Sortir des sentiers déjà tracés

Au sein de l’équipe multidisciplinaire, on favorise l’intelligence collective et la nécessité de sortir des sentiers déjà tracés. Chaque proposition est étudiée au mérite. Les processus sont testés en petit prototypage. Les idées doivent être testées rapidement auprès de la clientèle. Si elles mènent à un échec, l’essai est documenté pour en tirer les leçons appropriées.

Parfois, la solution retenue n’est pas la bonne pour concrétiser une idée. Jean-François L’Heureux cite le cas d’un produit que l’assureur se préparait à lancer, confiant de sa réceptivité dans le marché, soit une assurance contre les imprévus. Il donne l’exemple d’une sortie annulée à la dernière minute et le détenteur des couteux billets achetés des mois auparavant n’a pas le temps de trouver preneur pour les places.

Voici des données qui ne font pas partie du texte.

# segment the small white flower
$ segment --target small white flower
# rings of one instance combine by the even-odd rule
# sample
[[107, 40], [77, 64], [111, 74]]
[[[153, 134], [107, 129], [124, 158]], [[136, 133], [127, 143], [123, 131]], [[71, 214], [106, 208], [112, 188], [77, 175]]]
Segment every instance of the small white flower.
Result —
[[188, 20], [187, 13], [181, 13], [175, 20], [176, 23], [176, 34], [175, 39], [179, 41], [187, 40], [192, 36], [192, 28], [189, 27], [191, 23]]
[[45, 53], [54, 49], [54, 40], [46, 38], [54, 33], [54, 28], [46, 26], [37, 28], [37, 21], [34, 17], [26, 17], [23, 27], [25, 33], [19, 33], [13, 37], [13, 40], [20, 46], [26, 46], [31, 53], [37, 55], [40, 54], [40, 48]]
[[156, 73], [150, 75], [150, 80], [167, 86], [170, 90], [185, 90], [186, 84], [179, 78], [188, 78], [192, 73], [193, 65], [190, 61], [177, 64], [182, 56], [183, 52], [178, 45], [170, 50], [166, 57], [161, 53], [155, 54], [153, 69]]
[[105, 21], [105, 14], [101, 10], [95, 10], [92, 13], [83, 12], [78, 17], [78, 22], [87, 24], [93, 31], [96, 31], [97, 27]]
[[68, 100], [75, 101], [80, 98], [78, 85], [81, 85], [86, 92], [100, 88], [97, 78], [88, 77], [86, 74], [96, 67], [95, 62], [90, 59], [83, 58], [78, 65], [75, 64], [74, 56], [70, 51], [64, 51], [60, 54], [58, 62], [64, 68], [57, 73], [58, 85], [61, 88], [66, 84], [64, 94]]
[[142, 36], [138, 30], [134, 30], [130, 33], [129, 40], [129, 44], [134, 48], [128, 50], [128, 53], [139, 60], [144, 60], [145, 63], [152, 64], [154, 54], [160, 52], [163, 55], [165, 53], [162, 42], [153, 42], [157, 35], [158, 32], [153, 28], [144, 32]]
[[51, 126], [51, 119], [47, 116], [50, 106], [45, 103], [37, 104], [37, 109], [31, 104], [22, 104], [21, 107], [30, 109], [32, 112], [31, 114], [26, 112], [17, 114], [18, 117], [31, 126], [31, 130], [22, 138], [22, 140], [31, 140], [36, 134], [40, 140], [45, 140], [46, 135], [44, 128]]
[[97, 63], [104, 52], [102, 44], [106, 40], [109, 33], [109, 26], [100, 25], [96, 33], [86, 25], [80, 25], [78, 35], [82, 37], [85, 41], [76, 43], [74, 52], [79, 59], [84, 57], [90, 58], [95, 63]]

La Zone est allée sonder les clients sur le terrain. « Ils nous ont fait comprendre que cela ne les intéressait pas », dit-il. L’équipe a fait échouer le projet, même si les gens qui avaient eu l’idée étaient certains de son potentiel. Jean-François L’Heureux en a retenu que, peu importe la manière dont l’offre est présentée, le client veut participer. Ce sera encore le cas même si le produit est déjà lancé.

Quelque 130 idées ont été testées depuis son lancement. « L’ingrédient magique de la recette est simple : il faut laisser de la latitude aux équipes », note M. L’Heureux.

Toutes les lignes d’affaires de l’assureur collaborent aux travaux de la Zone. « On les intègre en fonction des produits. On essaie de les contaminer », dit-il, en ajoutant que la meilleure façon de contrer la résistance naturelle au changement est d’obtenir des succès.